Opponents of divorce say there are legal remedies for these people stuck in failed marriages.
There is legal separation, a decree rendered by a court allowing spouses to live separately but they remain married to each other. The couple can also file for annulment, or declaration to nullify marriage. The legally separated spouses cannot re-marry, while in the case of annulment and declaration to nullify marriage, they can re-marry. The proposed divorce law also allows them to re-marry, with added protection, such as child support, alimony and child custody.

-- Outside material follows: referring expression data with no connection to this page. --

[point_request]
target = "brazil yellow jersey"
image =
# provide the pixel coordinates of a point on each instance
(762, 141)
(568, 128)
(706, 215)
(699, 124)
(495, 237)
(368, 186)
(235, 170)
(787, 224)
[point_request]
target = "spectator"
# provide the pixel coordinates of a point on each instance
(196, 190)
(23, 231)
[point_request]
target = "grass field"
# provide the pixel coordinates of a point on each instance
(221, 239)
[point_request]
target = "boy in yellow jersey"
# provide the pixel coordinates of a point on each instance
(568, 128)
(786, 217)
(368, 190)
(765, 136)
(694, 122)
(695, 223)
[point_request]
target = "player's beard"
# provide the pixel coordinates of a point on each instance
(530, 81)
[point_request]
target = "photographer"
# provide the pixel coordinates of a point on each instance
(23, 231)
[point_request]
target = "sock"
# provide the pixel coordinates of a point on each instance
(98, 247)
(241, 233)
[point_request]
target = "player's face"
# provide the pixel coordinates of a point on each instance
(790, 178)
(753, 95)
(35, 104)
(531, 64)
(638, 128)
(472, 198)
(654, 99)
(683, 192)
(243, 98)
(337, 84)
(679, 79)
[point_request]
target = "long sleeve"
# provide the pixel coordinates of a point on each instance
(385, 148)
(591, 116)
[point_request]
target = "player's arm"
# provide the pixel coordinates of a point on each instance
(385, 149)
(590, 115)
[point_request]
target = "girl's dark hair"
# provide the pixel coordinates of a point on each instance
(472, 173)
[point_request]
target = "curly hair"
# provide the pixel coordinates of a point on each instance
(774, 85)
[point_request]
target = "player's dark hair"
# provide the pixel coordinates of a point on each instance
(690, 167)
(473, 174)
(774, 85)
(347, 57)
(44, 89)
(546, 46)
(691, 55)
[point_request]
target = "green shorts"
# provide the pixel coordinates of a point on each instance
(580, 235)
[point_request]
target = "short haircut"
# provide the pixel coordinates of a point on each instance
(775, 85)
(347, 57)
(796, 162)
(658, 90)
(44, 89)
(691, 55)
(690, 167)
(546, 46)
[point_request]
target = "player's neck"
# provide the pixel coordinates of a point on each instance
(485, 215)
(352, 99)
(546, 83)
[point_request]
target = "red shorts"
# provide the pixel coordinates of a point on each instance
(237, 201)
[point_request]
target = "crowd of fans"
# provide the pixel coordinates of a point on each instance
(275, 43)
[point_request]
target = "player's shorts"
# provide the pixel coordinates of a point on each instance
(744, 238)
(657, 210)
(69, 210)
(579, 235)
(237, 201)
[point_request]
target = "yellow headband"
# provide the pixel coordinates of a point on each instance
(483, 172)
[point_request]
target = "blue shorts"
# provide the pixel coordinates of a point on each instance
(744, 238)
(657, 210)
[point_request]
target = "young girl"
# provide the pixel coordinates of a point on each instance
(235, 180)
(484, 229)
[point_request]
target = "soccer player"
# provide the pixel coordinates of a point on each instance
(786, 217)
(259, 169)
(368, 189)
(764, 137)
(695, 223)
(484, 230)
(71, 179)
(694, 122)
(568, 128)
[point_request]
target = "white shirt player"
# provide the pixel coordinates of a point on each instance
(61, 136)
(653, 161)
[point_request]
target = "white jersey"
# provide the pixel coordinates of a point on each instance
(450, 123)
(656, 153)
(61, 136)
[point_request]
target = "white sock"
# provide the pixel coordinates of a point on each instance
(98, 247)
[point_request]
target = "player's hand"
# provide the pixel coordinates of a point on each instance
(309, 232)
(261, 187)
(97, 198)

The problem with annulment of voidable marriage and declaration of nullity of marriage is that most of the grounds are difficult to prove and require a lot of money to prove before the court. Only the rich can and have actually availed of its benefits, that’s why it’s not unusual to read about movie and TV celebrities and businessmen filing for annulment of marriage, and why until three years ago, only 8,000 annulments have been issued so far. And worse, it is the aggrieved party who must shoulder the exorbitant costs.
Meanwhile, the average Maria has to continue to suffer psychologically and physically from her marriage to an abusive and irresponsible husband. The children likewise have to continue living in an environment where contempt and abuse have replaced love and respect. The end result: A society of confused, wayward and lawless individuals.
For years, lawmakers have largely ignored the call for a divorce law in the Philippines because of pressures from the Roman Catholic Church. With three out of five Filipinos favoring a divorce law according to the latest SWS survey – as folk singer Don McLean says in the song “Vincent” – “perhaps they’ll listen now.”